Ich hab einen DVD-sowie einen VHS-Player, aber keinen Fernseher, deshalb will ich beides an meinen PC-Bildschirm anschließen.
Geht das mit dem Adapter? Die Rezensionen berichten alle nur, dass es nicht geht, einen PC an einen Fernseher anzuschließen.

http://www.amazon.de/DELOCK-Kabel-V...1_1?s=computers&ie=UTF8&qid=1334484650&sr=1-1


----------



## Olstyle (15. April 2012)

Vorher ist wohl zu klären ob deine Spieler ein RGB Signal ausgeben können.
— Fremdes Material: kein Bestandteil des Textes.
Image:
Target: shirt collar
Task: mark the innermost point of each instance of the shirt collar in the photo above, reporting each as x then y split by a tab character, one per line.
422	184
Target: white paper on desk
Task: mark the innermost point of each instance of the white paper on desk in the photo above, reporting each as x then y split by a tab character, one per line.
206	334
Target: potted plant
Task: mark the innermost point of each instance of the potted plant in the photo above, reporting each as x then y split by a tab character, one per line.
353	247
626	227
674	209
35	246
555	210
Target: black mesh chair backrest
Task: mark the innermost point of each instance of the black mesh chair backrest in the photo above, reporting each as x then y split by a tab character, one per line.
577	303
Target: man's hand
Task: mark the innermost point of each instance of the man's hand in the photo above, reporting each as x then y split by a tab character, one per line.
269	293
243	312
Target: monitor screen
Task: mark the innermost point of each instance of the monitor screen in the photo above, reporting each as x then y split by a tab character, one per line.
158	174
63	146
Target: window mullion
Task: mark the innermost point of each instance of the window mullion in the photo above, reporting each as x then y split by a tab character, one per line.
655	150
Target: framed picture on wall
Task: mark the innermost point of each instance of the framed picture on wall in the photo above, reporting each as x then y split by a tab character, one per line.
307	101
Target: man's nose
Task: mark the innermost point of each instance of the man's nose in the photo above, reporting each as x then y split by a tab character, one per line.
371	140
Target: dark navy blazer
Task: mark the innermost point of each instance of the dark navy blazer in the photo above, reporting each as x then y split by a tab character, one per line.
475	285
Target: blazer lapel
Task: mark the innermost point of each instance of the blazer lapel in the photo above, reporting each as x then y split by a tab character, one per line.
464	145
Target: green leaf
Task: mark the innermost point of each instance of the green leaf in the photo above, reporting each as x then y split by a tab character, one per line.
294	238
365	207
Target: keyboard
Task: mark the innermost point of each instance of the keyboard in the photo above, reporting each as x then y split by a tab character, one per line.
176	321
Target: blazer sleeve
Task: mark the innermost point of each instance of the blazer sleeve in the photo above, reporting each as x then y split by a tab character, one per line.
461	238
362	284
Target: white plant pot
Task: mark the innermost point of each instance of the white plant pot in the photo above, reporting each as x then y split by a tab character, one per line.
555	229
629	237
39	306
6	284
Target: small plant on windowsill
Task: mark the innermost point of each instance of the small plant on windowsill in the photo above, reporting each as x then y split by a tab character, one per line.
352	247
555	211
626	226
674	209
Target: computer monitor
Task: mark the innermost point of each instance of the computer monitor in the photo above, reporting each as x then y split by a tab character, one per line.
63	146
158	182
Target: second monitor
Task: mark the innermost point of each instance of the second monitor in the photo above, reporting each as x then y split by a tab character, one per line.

Das kann einfach auf VGA adaptiert werden, Composite Video aber nicht.
VGA SCART
Auf DVI-D(D steht dabei für rein Digital) dagegen kann man garnicht adaptieren, da muss unabhängig vom Ausgangssignal eine A/D-Wandlerelektronik dazwischen.


----------



## LU1J1X (15. April 2012)

meinst du Scart RGB?


----------



## MetallSimon (15. April 2012)

Man könnte auch soetwas nehmen: 2m VGA an RGB YUV Kabel, 15-pol HD St an 3 x Cinch St: Amazon.de: Computer & Zubehör


----------



## NuTSkuL (15. April 2012)

wie bereits geschrieben kann es garkeine "stinknormalen" adapter geben, da scart analgog und dvi digital ist. und dies ist leider auch ein wenig teurer

wenn du nen AVR besitzt, wär das ganze evtl möglich


----------



## Superwip (16. April 2012)

Was hast du für einen DVD Player?

Beim VHS _Player_ sehe ich ziemlich schwarz, wenn es wirklich ein reiner Player ist muss er extrem alt und gleichzeitig ein low-end Gerät sein, entsprechend gering ist die Wahrscheinlichkeit, dass er RGB SCART oder YPbPr/YUV hat


----------